The AutoML framework in ProsperousPlus automates model development. It trains nine base machine-learning algorithms, including Logistic Regression, SVM, Random Forest, XGBoost, and LightGBM, using stratified k-fold cross-validation to ensure robust evaluation. From these, the three models with the highest Area Under the Receiver Operating Characteristic Curve (ROC AUC) and accuracy are selected. These models undergo optimization through incremental feature selection (IFS), which iteratively refines the feature set to improve performance. The framework then constructs ensemble models by applying stacking, blending, and bagging techniques to combine the strengths of the selected models. One of the current limitations of this tool is that it requires the FASTA sequence of the peptide as input, as well as the fact that it generates probability score predictions by applying a window size of 8 amino acids to the compound. Consequently, for a peptide substrate consisting of 9 amino acids, only two prediction outputs would be generated, corresponding to positions 4 and 5, as only two windows of 8 amino acids can be formed. This approach misses potential cleavage sites at the start and end positions of the peptide sequence. In turn, this can result in the incorrect calculation of certain metrics, as these positions are wrongly excluded from their calculation.
Based on the originally reported metrics27, the models achieved precision values greater than 90% in nearly all the cases, indicating that the model likely has a very low number of false positives. This is particularly surprising given the highly imbalanced nature of the datasets, with a significantly greater number of non-cleavage sites, which would typically result in a large proportion of negative samples potentially misclassified by the model. Using their published metrics, the ratio of negative to positive samples in the test datasets was calculated, using the formula provided in the Supplementary Equation S1, which expresses this ratio as a function of the accuracy, sensitivity and precision metrics. These ratios differ significantly from those calculated using our entire datasets, as shown in Table 5.
The calculated ratios suggest that an undersampling balancing technique was applied to the test set, using a 1:1 ratio of negative to positive samples, meaning that non-cleavage sites were randomly removed from the test set to match cleavage sites in number, closely in line with what the authors report using a previous study28.
To compare the metrics without applying balancing techniques to the test set, new models were trained using the publicly available ProsperousPlus code. This approach ensured that the test sets substrates did not overlap with those in the training sets of the pre-existing models from the webserver, as the ProsperousPlus datasets and split data are not publicly available. Consistent with the published methodology, undersampling with a 1:1 ratio was applied, except only in the training set, without restricting the maximum length of the input substrates. Undersampling was performed by randomly removing peptide bonds from the negative class until the number of positive and negative samples was equal.

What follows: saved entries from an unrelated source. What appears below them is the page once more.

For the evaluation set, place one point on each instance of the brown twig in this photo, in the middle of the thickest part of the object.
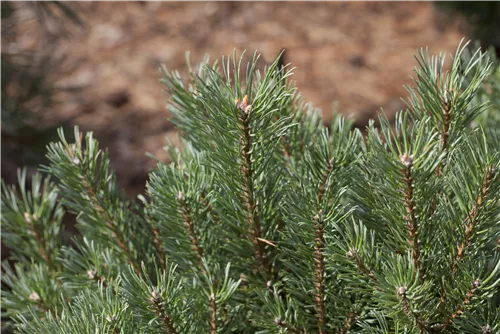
(213, 314)
(473, 215)
(283, 324)
(112, 227)
(44, 253)
(351, 318)
(185, 210)
(210, 208)
(157, 302)
(159, 247)
(255, 228)
(319, 274)
(408, 310)
(353, 254)
(319, 260)
(93, 275)
(411, 217)
(460, 310)
(35, 298)
(446, 134)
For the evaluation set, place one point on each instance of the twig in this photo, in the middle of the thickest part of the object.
(185, 210)
(319, 260)
(411, 217)
(157, 302)
(112, 226)
(353, 254)
(210, 208)
(460, 310)
(408, 310)
(283, 324)
(41, 241)
(248, 186)
(351, 318)
(93, 275)
(159, 247)
(213, 314)
(473, 215)
(446, 134)
(319, 274)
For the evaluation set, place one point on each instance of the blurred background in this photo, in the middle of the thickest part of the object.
(95, 63)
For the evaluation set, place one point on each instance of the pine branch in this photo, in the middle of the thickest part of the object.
(460, 309)
(319, 274)
(210, 207)
(409, 311)
(350, 320)
(213, 314)
(157, 302)
(252, 214)
(445, 136)
(41, 241)
(38, 301)
(120, 241)
(473, 215)
(93, 275)
(159, 247)
(319, 260)
(411, 218)
(283, 324)
(353, 254)
(185, 210)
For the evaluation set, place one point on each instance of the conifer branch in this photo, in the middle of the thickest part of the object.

The retrained models were then used to generate predictions on the test set and then calculate the actual performance metrics, as presented in Table 6.
To evaluate the alignment between the training methodology using the available code and the published approach, predictions were generated on the test set after undersampling was applied at a 1:1 ratio. This adjustment aimed to assess whether the observed performance trends were consistent with the originally reported metrics under balanced conditions. As presented in Supplementary Table S8, the models exhibited strong performance under these conditions. Furthermore, a paired permutation test comparing the mean F1 score from the reported results with those from the undersampled test set yielded a p-value of 0.1250 (one million permutations), indicating no statistically significant difference. These findings suggest that the training approach used is comparable to that of the ProsperousPlus models.
Table 7 compares the performance of the ESM-2 Token Classification and GNN models with that of the ProsperousPlus approach. The ProsperousPlus model was evaluated both with and without 1:1 undersampling (applied only to the training set). Both the ESM-2 Token Classification and the GNN models outperform ProsperousPlus across all evaluated proteases.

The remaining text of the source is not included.